El reclamo apunta directamente a la política económica del Gobierno de Javier Milei y al deterioro de los ingresos. Según los datos difundidos por las organizaciones convocantes, existen 20,9 millones de personas con deudas registradas en el sistema financiero y alrededor de 5,8 millones presentan atrasos en sus pagos.
La situación también se refleja en la evolución de la morosidad de los hogares. De acuerdo con las cifras difundidas en la previa de la movilización, pasó del 2,5% en octubre de 2024 al 12,3% en mayo de 2026.
Para los sindicatos, el dato muestra un cambio profundo en el destino del crédito. Ya no se trata solamente de financiar la compra de bienes o realizar inversiones, sino de utilizar préstamos, tarjetas y billeteras virtuales para poder sostener el consumo cotidiano.
Las centrales también alertan sobre el crecimiento de alternativas de financiamiento con tasas elevadas, utilizadas por trabajadores y familias que encuentran cada vez más dificultades para acceder a otras opciones. El resultado, advierten, es un círculo de deuda que se profundiza a medida que los ingresos pierden capacidad de compra.
El cosecretario general de la CGT, Cristian Jerónimo, sostuvo que el endeudamiento para poder alimentarse dejó de ser un problema estrictamente financiero y pasó a convertirse en una cuestión social y económica. En ese marco, responsabilizó al Gobierno nacional por las políticas que, según planteó, golpean los salarios, el consumo y la actividad productiva.
Desde la CTA Autónoma, Hugo Godoy cuestionó el impacto del rumbo económico sobre el empleo y las empresas. Roberto Baradel, de la CTA de los Trabajadores, señaló que el problema alcanza también a sectores de la clase media y a pequeñas y medianas empresas que acumulan deudas con bancos y billeteras virtuales.
La UTEP también se sumó al reclamo. Norma Morales planteó que el endeudamiento no puede analizarse únicamente como un vínculo entre acreedores y deudores, porque detrás de las cifras hay familias que recurren al crédito para resolver necesidades básicas.
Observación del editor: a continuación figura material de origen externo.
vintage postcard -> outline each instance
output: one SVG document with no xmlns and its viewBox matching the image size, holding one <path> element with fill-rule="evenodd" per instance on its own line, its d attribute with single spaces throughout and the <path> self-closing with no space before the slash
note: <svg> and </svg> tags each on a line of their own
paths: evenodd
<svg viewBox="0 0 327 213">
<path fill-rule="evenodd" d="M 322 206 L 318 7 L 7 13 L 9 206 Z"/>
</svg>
Entre las propuestas impulsadas por las organizaciones aparece la creación de un programa estatal de desendeudamiento. El titular de ATE, Rodolfo Aguiar, reclamó una respuesta del Estado frente a créditos que, según denunció, están sujetos a condiciones que una parte importante de los hogares ya no puede afrontar.
La movilización forma parte del plan de lucha que las centrales sindicales vienen desarrollando contra las políticas del Gobierno nacional. La agenda gremial continuará con nuevas acciones vinculadas al Consejo del Salario y con una movilización prevista para el 2 de septiembre, en el marco del Día de la Industria.
La protesta de este jueves volverá a reunir a las principales centrales obreras y organizaciones sociales detrás de un reclamo común: que el Gobierno intervenga frente al crecimiento de la deuda de los hogares y adopte medidas para recuperar el poder adquisitivo de trabajadores y familias.